La scène de sadisme à Montjouvain dans Du côté de chez Swann, qui se répercute comme une onde souterraine, en représente le point d’achoppement. Si l’amie de Mlle Vinteuil entraîne la fille du vieux musicien à profaner l’image de son père mort, sans elle, dans La Prisonnière, le narrateur n’aurait jamais pu écouter chez les Verdurin le « Septuor » (quasi-anagramme du nom de Proust), cette œuvre qu’il entrevoit comme le modèle du livre qu’il désire écrire. Quelque chose s’inverse dans l’ordre de la morale : « L’adoration pour son père était la condition même du sacrilège de sa fille. » Celle qui avait profané le père est celle qui réussit à déchiffrer patiemment la partition du musicien : « L’amie de Mlle Vinteuil était quelquefois traversée par l’importune pensée qu’elle avait peut-être précipité la mort de Vinteuil.

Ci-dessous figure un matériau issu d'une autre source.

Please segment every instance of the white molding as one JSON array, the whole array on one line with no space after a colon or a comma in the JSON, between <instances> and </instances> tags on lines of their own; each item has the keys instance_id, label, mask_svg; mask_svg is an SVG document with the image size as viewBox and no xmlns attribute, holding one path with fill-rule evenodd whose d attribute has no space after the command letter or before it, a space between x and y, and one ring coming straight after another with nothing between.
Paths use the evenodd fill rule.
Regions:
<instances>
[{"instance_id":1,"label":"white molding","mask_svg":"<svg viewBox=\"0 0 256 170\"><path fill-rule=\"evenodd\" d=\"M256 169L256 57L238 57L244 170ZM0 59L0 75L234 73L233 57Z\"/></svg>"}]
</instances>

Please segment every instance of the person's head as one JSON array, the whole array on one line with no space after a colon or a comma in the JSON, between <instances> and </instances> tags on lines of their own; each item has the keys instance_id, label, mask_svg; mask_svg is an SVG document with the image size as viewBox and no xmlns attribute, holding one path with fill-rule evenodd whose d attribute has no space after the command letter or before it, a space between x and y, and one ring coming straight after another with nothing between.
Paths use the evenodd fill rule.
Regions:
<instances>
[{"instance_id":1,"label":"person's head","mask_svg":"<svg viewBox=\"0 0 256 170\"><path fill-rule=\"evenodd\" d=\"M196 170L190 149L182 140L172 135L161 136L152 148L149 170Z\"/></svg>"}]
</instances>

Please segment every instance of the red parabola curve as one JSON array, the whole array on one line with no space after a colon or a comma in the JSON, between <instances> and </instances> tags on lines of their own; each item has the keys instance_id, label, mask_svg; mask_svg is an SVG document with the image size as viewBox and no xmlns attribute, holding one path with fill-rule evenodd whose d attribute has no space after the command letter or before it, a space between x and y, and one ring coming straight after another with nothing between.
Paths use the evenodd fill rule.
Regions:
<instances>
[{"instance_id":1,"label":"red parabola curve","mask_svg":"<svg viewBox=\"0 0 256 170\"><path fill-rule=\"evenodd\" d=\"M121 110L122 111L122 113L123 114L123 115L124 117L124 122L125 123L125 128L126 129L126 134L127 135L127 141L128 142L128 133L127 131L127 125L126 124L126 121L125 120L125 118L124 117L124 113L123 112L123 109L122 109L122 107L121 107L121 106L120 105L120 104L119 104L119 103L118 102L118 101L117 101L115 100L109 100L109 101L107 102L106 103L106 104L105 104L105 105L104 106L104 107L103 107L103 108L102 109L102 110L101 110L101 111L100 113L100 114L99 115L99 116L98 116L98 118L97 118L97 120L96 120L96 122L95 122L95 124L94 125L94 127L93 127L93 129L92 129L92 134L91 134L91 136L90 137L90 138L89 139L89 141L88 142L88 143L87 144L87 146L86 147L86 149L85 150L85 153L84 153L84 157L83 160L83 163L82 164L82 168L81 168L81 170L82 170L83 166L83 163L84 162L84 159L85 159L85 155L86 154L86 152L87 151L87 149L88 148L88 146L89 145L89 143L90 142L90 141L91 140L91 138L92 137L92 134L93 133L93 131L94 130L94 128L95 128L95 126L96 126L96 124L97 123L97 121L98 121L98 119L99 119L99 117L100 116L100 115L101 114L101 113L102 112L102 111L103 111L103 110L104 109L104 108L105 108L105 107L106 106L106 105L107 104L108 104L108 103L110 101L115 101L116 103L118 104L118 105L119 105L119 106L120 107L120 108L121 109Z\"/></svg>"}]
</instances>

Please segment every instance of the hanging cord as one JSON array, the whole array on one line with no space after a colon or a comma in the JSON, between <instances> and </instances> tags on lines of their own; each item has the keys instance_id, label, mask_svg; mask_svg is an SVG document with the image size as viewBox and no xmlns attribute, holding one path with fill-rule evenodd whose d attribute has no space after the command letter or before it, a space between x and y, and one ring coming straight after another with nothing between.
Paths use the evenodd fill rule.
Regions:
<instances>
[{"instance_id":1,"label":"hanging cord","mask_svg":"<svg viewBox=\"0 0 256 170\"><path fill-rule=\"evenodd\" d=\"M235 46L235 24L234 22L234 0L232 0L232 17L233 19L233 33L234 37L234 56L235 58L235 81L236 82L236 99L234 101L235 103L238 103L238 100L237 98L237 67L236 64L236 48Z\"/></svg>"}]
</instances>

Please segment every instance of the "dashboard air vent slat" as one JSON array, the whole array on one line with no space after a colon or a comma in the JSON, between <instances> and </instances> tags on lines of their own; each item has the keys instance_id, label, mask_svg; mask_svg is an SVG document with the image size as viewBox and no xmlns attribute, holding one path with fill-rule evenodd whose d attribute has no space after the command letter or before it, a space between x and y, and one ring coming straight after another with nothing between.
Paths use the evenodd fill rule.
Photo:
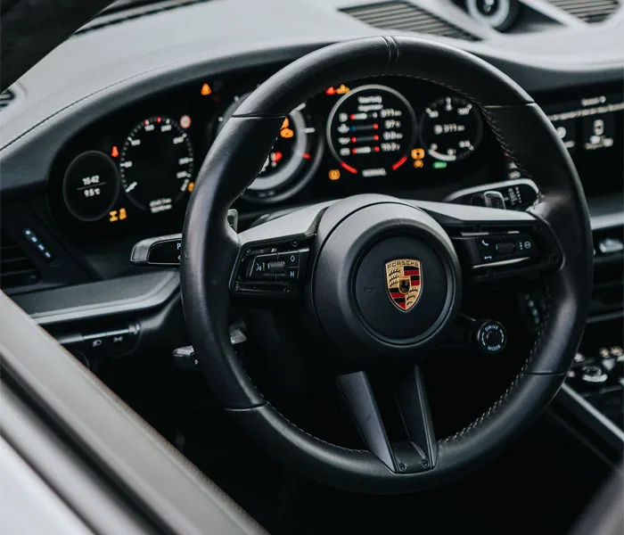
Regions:
<instances>
[{"instance_id":1,"label":"dashboard air vent slat","mask_svg":"<svg viewBox=\"0 0 624 535\"><path fill-rule=\"evenodd\" d=\"M17 242L5 232L0 233L0 287L34 284L39 276L39 270Z\"/></svg>"},{"instance_id":2,"label":"dashboard air vent slat","mask_svg":"<svg viewBox=\"0 0 624 535\"><path fill-rule=\"evenodd\" d=\"M341 11L369 26L382 29L414 31L465 41L478 40L478 37L467 31L413 4L400 0L346 7Z\"/></svg>"},{"instance_id":3,"label":"dashboard air vent slat","mask_svg":"<svg viewBox=\"0 0 624 535\"><path fill-rule=\"evenodd\" d=\"M550 0L550 3L585 22L603 22L620 7L619 0Z\"/></svg>"}]
</instances>

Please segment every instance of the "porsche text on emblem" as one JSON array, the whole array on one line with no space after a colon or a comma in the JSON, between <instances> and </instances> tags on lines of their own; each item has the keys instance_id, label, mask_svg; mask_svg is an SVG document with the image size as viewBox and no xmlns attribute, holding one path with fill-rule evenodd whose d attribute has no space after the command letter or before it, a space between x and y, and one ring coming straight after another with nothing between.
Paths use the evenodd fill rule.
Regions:
<instances>
[{"instance_id":1,"label":"porsche text on emblem","mask_svg":"<svg viewBox=\"0 0 624 535\"><path fill-rule=\"evenodd\" d=\"M386 286L392 302L406 312L416 304L421 294L423 275L420 260L397 259L386 262Z\"/></svg>"}]
</instances>

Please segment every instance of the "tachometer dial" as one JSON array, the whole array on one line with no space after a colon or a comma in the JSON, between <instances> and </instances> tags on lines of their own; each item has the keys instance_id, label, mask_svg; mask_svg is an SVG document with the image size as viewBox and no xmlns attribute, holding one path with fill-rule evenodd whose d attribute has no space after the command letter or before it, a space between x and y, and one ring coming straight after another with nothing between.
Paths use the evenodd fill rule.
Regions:
<instances>
[{"instance_id":1,"label":"tachometer dial","mask_svg":"<svg viewBox=\"0 0 624 535\"><path fill-rule=\"evenodd\" d=\"M218 119L221 128L249 95L234 98ZM271 152L244 197L255 202L273 202L294 194L306 185L319 162L318 145L316 128L306 111L306 104L300 104L282 123Z\"/></svg>"},{"instance_id":2,"label":"tachometer dial","mask_svg":"<svg viewBox=\"0 0 624 535\"><path fill-rule=\"evenodd\" d=\"M363 177L385 177L406 160L416 130L414 109L385 86L362 86L335 103L327 143L343 169Z\"/></svg>"},{"instance_id":3,"label":"tachometer dial","mask_svg":"<svg viewBox=\"0 0 624 535\"><path fill-rule=\"evenodd\" d=\"M421 137L427 152L442 161L458 161L479 146L483 121L472 103L459 96L446 96L424 110Z\"/></svg>"},{"instance_id":4,"label":"tachometer dial","mask_svg":"<svg viewBox=\"0 0 624 535\"><path fill-rule=\"evenodd\" d=\"M187 133L172 119L151 117L128 134L121 150L121 185L142 210L171 210L189 191L193 170Z\"/></svg>"}]
</instances>

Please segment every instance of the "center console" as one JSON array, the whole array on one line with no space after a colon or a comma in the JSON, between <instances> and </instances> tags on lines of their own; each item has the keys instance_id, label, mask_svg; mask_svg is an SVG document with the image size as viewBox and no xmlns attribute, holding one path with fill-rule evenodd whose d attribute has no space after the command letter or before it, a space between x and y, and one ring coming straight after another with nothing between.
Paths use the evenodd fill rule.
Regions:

Du moins, en passant des années à débrouiller le grimoire laissé par Vinteuil [la partition du Septuor], en établissant la lecture certaine de ces hiéroglyphes inconnus, l’amie de Mlle Vinteuil eut la consolation d’assurer au musicien dont elle avait assombri les dernières années, une gloire immortelle et compensatrice » (La Prisonnière).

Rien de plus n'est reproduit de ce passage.